Attivisti politici, civili e culturali sono stati arrestati sulla base di accuse senza fondamento. Alcuni di loro sono stati condannati a morte dopo processi sommari a porte chiuse. Due sono già stati giustiziati e altri 25 attendono la stessa sorte. I prigionieri politici sono così maltrattati che alcuni sono morti in carcere o sotto le torture, privi di quei diritti che la legge concede ai detenuti comuni e pericolosi. Quelli in condizioni molto gravi perché anziani o malati non ricevono cure e, vivendo in condizioni malsane, potrebbero morire da un momento all’altro. Ce ne sono almeno sessanta che avrebbero bisogno di un ricovero in ospedale.
L’Iran è diventato una gigantesca prigione per i giornalisti il cui unico crimine è quello di diffondere le informazioni. Attualmente in carcere ci sono 63 reporter e fotogiornalisti. Gli studenti alla minima critica vengono incarcerati o esclusi dall’istruzione. Le donne che chiedono la parità dei diritti sono accusate di cospirare per rovesciare la Repubblica islamica. Già più di cento sono state processate. Lavoratori e insegnanti sono stati accusati di sedizione perché erano iscritti ai sindacati e avevano protestato contro le paghe basse. Alcuni sono stati incarcerati, altri hanno perso il lavoro.
Non sono perseguitati solo i non-musulmani, come i seguaci della fede Baha’i, che non possono più studiare all’università. Nemmeno i seguaci della religione ufficiale, l’Islam sciita, sono stati immuni dalla repressione del governo. Un esempio sono i dervisci, che seguono la tradizione sufi dell’Islam.
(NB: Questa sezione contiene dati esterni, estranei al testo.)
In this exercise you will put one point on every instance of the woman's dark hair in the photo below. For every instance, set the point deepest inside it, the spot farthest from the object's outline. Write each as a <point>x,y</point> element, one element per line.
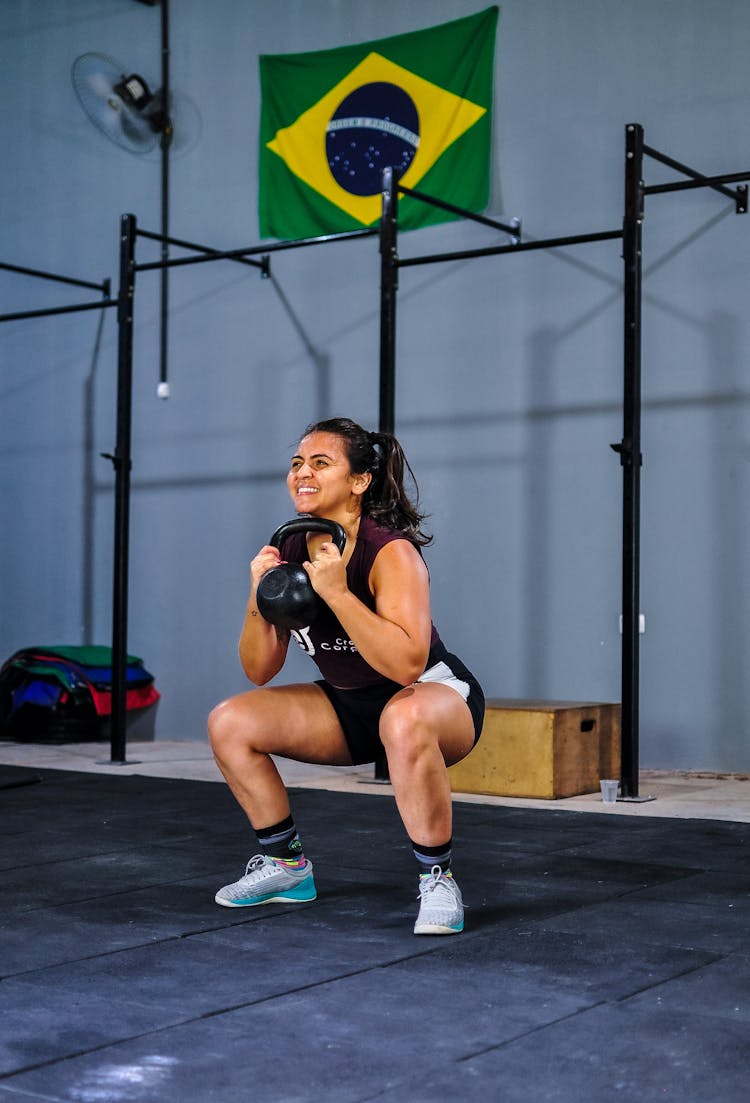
<point>385,500</point>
E adesso c’è un nuovo mezzo di pressione psicologica sugli attivisti politici e sociali: prendere in ostaggio uno dei loro parenti. E’ già stato fatto con otto famiglie.
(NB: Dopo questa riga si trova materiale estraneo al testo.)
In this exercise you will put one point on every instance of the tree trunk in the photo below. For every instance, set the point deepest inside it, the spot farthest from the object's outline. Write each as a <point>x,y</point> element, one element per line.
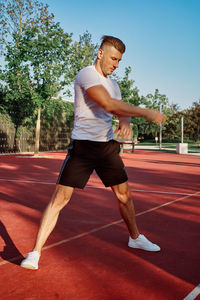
<point>37,134</point>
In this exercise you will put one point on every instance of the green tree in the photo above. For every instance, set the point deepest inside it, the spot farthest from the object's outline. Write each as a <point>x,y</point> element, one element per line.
<point>18,15</point>
<point>192,123</point>
<point>83,54</point>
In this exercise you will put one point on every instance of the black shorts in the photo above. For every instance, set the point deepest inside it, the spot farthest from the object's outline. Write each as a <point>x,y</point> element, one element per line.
<point>86,156</point>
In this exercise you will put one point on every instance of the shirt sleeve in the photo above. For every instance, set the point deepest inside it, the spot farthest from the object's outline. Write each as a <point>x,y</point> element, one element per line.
<point>87,78</point>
Il risultato di tutto ciò è che quasi tutti gli attivisti noti o sono in carcere o sono costretti a nascondersi. In ogni caso, non possono andare all’estero. Pur in queste circostanze l’indifeso popolo iraniano continua a resistere e insistere nelle sue giuste richieste di democrazia e diritti umani, dimostrando la sua maturità politica attraverso proteste pacifiche.
Ora la mia domanda a lei, signora Pillay, è questa: per quanto tempo ancora pensate di poter costringere i giovani a restare calmi? La pazienza e la tolleranza degli iraniani, per quanto grande, non è infinita. Una replica degli eventi dei mesi scorsi, il perdurare delle politiche repressive e l’uccisione di gente inerme potrebbero portare a una catastrofe che minerebbe la pace e la sicurezza in Iran, se non in tutta la regione. Così io la esorto, ancora una volta, a usare tutti i mezzi possibili per convincere il governo della Repubblica Islamica dell’Iran a rispettare le risoluzioni adottate dall’Assemblea generale delle Nazioni Unite, a permettere l’ingresso in Iran agli ispettori dei diritti umani, soprattutto a quelli che si occupano di arresti arbitrari, libertà di espressione, diritti delle donne e libertà di culto, e a collaborare con loro. La esorto anche a nominare un ispettore speciale per l’Iran, che tenga costantemente sotto controllo il comportamento del governo e, offrendo suggerimenti e consigli immediati, aiuti a mettere fine alla crisi politica e alla crescente repressione.
Onorevoli amici! Per favore, tenete a mente che siamo tutti responsabili davanti al tribunale della storia. Dio non voglia che ci dobbiamo vergognare davanti a una nazione inerme delle nostre complicità politiche.
Iraniana, avvocato, attivista per i diritti civili, Nobel per la pace 2003 ha scritto questa lettera aperta a Navanethem Pillay, Alto Commissario delle Nazioni Unite per i Diritti Umani, resa pubblica dalla Cnn.